Филатов говорил, что в рассуждениях о жизни спортсмена вне основного поля его деятельности — стадиона — ему лично всегда чудится неточность, приблизительность, отход от объективной истины.

— Мы бываем такими выдумщиками, согласитесь.

Это «мы» в его построениях деликатно заменяло «вы», относящееся ко многим и, очевидно, ко мне в том числе.

Есть, конечно, границы, которые нельзя переступать. Вопрос в том, где они лежат.

Много лет назад я написал очерк «Двое, нашедшие друг друга». О Людмиле Смирновой и Андрее Сурайкине, знаменитой паре фигуристов. Знал, что пару не раз намеревались разбить — иным партнеры казались не подходящими друг другу. Знал, что добрая, нежная Люда Смирнова, стыдливая, домашняя, стояла на страже их спортивного союза верно и твердо, непреклонно.

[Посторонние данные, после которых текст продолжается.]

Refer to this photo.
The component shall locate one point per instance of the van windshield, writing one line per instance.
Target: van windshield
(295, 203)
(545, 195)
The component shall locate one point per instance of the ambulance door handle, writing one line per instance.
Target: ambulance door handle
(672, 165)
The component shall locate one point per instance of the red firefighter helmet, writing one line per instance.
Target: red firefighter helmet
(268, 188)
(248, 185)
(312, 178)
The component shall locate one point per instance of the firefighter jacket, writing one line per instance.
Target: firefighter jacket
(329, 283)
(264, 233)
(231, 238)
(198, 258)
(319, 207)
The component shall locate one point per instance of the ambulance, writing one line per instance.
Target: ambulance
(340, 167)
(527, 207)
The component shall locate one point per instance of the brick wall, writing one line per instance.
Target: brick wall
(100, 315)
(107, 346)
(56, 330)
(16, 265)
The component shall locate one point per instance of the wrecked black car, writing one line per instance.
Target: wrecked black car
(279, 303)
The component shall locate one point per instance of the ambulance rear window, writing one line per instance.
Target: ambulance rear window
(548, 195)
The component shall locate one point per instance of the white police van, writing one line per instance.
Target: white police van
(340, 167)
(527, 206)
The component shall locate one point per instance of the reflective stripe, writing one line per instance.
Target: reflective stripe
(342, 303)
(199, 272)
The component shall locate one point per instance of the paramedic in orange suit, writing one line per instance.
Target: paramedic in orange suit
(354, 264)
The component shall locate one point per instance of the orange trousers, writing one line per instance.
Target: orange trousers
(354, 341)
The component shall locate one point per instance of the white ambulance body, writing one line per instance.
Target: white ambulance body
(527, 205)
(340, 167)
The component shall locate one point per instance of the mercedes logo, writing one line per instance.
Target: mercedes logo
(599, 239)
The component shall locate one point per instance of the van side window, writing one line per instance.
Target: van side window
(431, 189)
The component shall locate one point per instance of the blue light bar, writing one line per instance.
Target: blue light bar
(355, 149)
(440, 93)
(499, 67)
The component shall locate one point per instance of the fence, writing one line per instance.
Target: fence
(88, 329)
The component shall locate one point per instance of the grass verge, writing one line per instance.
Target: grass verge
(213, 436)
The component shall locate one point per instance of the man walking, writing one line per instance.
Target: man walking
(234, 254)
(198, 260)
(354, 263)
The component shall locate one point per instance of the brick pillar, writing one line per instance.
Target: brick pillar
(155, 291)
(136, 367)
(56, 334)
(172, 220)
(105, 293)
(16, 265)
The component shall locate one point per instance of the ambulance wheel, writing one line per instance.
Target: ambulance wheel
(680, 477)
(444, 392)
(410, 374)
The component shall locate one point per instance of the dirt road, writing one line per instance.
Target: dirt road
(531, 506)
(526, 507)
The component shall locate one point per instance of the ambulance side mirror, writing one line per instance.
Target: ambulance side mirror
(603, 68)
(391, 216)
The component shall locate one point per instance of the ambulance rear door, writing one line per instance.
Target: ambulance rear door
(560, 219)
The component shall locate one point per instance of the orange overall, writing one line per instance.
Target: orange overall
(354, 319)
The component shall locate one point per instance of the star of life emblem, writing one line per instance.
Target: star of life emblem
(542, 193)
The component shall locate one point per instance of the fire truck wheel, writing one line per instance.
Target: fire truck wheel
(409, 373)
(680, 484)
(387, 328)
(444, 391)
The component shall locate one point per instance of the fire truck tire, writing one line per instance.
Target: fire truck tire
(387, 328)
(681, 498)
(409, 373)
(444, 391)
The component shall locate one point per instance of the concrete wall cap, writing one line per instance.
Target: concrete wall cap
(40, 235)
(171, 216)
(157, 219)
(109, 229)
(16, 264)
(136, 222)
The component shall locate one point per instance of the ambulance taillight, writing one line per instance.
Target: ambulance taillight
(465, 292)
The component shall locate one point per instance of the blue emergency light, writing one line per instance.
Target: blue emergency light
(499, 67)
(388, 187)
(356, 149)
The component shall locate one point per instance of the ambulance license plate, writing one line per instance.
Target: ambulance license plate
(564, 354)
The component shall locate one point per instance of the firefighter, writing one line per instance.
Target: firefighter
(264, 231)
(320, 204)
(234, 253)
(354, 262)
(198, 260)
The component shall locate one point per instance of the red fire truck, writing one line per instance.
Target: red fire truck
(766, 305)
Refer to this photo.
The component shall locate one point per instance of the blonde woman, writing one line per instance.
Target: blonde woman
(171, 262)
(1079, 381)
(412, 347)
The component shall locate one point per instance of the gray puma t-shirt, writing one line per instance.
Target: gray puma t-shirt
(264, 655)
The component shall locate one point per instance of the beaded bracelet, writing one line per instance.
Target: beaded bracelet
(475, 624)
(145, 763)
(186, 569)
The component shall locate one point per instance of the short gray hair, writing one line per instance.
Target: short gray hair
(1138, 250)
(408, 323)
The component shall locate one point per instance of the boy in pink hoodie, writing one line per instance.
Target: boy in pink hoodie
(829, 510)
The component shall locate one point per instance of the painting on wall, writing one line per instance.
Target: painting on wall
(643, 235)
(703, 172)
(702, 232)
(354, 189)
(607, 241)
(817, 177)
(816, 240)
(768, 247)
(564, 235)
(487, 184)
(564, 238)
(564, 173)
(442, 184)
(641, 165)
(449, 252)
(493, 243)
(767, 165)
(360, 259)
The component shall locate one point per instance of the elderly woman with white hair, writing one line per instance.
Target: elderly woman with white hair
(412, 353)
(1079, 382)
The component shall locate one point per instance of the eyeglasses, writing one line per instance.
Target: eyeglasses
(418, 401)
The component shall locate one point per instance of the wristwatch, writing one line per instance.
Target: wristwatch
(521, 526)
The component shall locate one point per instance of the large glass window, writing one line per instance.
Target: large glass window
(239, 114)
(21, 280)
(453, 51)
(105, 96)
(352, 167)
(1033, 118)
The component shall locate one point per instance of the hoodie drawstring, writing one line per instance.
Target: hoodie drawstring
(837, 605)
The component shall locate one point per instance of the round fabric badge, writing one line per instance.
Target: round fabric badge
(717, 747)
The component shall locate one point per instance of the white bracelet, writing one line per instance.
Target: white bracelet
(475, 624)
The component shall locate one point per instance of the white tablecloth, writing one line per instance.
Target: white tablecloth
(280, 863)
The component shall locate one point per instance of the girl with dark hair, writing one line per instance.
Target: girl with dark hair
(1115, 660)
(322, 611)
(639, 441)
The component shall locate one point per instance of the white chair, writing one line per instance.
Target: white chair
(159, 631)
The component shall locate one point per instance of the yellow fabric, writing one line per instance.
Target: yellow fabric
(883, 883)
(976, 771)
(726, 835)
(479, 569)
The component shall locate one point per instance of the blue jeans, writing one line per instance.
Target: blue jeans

И вот был у нас откровенный разговор с глазу на глаз. И я спросил:

— Люда, как ты сумела выстоять?

Она сказала:

— Я его люблю.

Я знал, что Андрей суров к Люде, как суров к себе, не прощает малейшего промаха, что она обречена на аскетизм, но она сказала «я его люблю», и это объяснило все.

Спросил осторожно:

— Ты позволишь мне об этом написать?

Она посмотрела на меня бесхитростно, чисто и строго:

— Да, конечно. Что же тут скрывать?

Пошел к Андрею, рассказал все, как было, спросил его мнение.

— Она вам сказала? Ну, что ж, я бы на вашем месте написал. Ведь это правда. Ведь правда, наверное, — если бы было по-другому, не было бы нашей пары.

Очерк был замечен, похвален — фигуристами, в том числе.

Прошло несколько лет, и Люда Смирнова рассталась с Андреем Сурайкиным, вышла замуж за Алексея Уланова, стала его партнершей.

И на меня обрушилась лава возмущенных читательских посланий. «Вы же говорили, что она его любит, как же она могла? А если вы написали неправду, как вы могли?» Что было отвечать? Что мир чувств сложен, непредсказуем, а спортивная знаменитость — всего-навсего человек?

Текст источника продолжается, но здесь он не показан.